Critical to the controlling shareholder is the ability to cause a sale of the company with as few obstacles as possible.  In this regard, the importance of the “drag-along” right is easy to underestimate, particularly where the controlling shareholder controls the board and can effect a sale of the company through its board and shareholder voting position.  The drag-along right generally requires that minority shareholders participate in the sale and waive appraisal rights.  It also minimizes disclosure requirements precedent to obtaining a shareholder vote with respect to the sale and importantly, it reduces significantly the reliance on board approval of the sale, receipt of which may be constrained by directors’ fiduciary duty considerations (particularly applicable where the controlling shareholder holds a preferred class of shares and most or all of the sale proceeds are expected to go to the holders of the preferred).

As with the other transfer provisions, the dynamics of the shareholder base may significantly impact the negotiation of drag-along rights and obligations.  Common are limitations on the obligations of minority shareholders with respect to indemnification for claims made by the buyer in respect of the business of the company.  However, other limitations are sometimes negotiated to address particular desires or concerns of minority shareholders.  Consider again the common shareholder in the context of a drag-along sale in which the aggregate sale proceeds are less than the liquidation preference of the preferred stock.  A significant minority shareholder who holds common stock might negotiate for certain limitations, including the right to buy out the preferred shareholder in such case.  A minority shareholder might also insist that if it be dragged into a transaction, the sale proceeds be paid in cash or marketable securities or at least that any other private securities provide for certain minimum investor rights.
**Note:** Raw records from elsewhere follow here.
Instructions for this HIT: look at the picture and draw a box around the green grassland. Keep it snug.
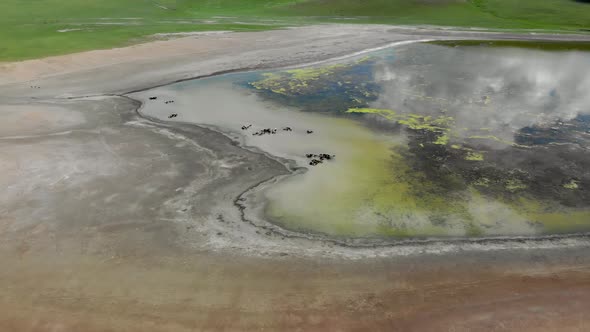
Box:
[0,0,590,61]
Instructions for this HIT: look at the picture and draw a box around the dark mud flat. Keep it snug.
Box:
[238,41,590,238]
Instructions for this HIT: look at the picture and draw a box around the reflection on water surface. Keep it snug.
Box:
[136,44,590,237]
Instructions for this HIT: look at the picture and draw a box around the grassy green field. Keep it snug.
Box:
[0,0,590,61]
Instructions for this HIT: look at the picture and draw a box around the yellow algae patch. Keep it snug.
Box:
[266,115,473,237]
[505,179,527,192]
[346,108,399,120]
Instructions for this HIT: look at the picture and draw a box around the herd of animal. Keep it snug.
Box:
[149,97,336,166]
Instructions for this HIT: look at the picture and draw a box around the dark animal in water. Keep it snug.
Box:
[309,159,323,166]
[252,128,277,136]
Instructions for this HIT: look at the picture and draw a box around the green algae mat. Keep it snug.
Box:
[240,43,590,238]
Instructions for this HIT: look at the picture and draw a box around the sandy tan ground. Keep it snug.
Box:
[0,25,590,332]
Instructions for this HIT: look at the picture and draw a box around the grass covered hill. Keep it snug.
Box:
[0,0,590,61]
As with tag-along sales, where multiple classes of stock are involved, pro ration must be determined by reference to relative equity ownership, by value.  However, with respect to both tag-along sales and drag-along sales, adjustments in purchase price or ultimate proceeds should not follow that same pro ration.  Rather, they are properly allocated to the junior class of shares and, in the case of downward adjustments, next to successively senior classes of shares.  In other words, these adjustment items (indemnity payment obligations, transaction expenses, earn-out payments, to name a few) should be treated as an adjustment to purchase price, and pro ration should be calculated after giving effect to that adjustment.

Shareholders of private companies must carefully consider a host of issues and scenarios as it relates to the transferability of private company stock.  The lack of a liquid market for those securities, the general dearth of detailed information regarding the company and securities laws restrictions make the tool-box of contractual rights and obligations of shareholders with respect to transferability critically important to the prospects of preserving value and ultimately securing liquidity.  Tag-along and drag-along provisions are important tools in that tool-box.  Their terms can vary widely from one agreement to the next and require not only an understanding of the shareholders’ respective interests and priorities, but creativity and experience to craft the solutions best-suited to address those interests and priorities.